1 Named Plaintiffs also bring individual claims for retaliation under FLSA and the NYLL. identifying information of the NYLL class members and authorizing notice to all class members. Id. PROCEDURAL HISTORY This action was initiated by complaint filed on May 20, 2022. Dkt. No. 1. On August 18, 2022, Mangahas filed an amended complaint. Dkt. No. 25. On September 1, 2022, all

Defendants answered the amended complaint, Dkt. No. 32, and Defendant Hong Bao filed a motion to dismiss the amended complaint pursuant Federal Rule of Civil Procedure 12(b)(6) for failure to state a claim, Dkt. No. 28. On September 16, 2022, Mangahas filed a motion for conditional certification of the case as a collective action under FLSA, Dkt. No. 36, along with her own declaration in support of the motion, Dkt. No. 38-4, and declarations in support of the motion by opt-in Plaintiffs Thinley Kalsang, Dkt. No. 38-5, and Wen Bin Zhu, Dkt. No. 38-6. On October 18, 2022, the Court decided both the motion of Hong Bao to dismiss, and the motion of Mangahas for conditional certification of the case as a collective action. In one Opinion and Order, the Court rejected Hong Bao’s argument that the amended complaint contained insufficient allegations to plausibly allege that she was an employer under the FLSA or

the NYLL and denied Hong Bao’s motion to dismiss the amended complaint for failure to state a claim. Dkt.
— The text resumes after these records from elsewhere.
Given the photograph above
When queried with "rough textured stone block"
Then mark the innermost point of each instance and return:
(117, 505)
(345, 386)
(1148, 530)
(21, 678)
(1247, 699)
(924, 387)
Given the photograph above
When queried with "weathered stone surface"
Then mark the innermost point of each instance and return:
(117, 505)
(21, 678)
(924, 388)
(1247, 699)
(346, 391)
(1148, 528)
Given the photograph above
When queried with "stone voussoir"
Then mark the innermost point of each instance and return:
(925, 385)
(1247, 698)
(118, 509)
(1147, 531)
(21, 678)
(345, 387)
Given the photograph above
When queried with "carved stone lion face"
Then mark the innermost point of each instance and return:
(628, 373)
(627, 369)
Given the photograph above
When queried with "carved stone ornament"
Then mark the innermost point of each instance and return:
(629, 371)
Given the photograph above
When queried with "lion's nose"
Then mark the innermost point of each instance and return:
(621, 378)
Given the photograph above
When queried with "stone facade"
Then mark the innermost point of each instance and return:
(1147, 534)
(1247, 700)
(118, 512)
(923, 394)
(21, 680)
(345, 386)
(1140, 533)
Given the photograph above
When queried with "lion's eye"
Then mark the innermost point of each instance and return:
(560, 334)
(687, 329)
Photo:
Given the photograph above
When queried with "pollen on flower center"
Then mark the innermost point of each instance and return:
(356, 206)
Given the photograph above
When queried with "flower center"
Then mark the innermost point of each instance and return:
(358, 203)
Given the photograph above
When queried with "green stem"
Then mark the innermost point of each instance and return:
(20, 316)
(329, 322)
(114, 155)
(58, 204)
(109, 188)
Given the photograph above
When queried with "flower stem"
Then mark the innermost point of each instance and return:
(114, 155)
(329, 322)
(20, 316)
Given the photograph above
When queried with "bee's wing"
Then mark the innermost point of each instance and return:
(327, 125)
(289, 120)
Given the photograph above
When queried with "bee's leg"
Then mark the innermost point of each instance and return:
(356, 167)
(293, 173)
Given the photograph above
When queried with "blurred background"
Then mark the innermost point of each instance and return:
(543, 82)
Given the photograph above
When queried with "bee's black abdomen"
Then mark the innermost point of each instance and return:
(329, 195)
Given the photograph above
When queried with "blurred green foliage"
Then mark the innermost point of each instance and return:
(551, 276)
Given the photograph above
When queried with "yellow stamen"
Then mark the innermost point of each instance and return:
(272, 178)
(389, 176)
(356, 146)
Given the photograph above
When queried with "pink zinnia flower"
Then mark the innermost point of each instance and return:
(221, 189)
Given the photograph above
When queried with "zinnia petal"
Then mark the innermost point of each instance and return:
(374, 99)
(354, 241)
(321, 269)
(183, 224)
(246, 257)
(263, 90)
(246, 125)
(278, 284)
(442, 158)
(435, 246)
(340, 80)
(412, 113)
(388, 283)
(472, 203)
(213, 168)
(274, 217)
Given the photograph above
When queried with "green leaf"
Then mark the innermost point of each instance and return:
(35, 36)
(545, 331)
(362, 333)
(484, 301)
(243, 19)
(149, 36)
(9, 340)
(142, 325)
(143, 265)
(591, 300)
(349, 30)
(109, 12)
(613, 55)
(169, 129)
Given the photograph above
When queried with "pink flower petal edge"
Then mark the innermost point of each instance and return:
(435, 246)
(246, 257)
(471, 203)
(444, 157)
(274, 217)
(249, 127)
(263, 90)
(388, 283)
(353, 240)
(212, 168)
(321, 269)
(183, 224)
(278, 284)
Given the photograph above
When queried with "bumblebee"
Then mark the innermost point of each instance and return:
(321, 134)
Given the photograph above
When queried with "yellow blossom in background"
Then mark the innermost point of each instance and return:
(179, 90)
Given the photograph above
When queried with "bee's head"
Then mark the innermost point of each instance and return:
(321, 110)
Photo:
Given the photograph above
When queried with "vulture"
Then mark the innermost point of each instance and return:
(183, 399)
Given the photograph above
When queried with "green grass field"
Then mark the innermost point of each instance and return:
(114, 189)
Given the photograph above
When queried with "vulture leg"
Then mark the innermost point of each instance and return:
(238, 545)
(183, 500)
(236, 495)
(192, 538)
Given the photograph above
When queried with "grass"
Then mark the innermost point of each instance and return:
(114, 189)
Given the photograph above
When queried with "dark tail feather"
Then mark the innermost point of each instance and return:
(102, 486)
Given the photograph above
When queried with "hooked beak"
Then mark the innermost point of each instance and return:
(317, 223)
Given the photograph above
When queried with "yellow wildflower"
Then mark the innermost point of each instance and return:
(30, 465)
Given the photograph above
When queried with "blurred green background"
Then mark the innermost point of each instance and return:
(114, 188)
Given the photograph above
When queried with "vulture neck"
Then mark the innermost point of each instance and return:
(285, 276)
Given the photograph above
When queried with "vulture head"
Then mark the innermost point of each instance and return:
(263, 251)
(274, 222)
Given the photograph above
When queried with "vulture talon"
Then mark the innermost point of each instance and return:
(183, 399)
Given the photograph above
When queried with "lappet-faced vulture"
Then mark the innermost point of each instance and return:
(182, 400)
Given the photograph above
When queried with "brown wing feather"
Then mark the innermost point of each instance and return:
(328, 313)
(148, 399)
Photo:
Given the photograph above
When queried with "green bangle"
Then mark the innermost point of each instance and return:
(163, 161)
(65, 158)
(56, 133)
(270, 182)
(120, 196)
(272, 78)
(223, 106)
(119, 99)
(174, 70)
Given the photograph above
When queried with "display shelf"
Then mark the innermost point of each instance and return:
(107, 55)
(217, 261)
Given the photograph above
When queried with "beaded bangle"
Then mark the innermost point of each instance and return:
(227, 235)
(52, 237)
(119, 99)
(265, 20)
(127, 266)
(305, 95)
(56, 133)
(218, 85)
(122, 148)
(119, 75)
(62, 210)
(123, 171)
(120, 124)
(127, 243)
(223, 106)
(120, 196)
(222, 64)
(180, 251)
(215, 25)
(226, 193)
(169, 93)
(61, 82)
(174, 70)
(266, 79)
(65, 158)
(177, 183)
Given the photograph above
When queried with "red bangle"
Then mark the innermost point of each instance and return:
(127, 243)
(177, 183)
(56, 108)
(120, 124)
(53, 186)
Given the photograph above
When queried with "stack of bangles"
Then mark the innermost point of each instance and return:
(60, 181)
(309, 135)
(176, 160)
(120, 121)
No. 44. In a separate Opinion and Order, the Court granted Mangahas’s motion for conditional certification of the case as a collective action. Dkt. Nos. 43, 45. The Court first held that Plaintiff “offered evidence of a uniform practice engaged in by Defendants across the two integrated Restaurants that affected all Tipped Workers similarly and that, if proven, would violate the FLSA.” Dkt. No. 43 at 12. Next, the Court authorized Mangahas’s proposed notice informing potential additional plaintiffs of their opportunity to opt into the lawsuit by email and text message, over Defendants’ objections to some of the content of the notice, the proposed time period for the notice, and the means of distribution for the notice. See id.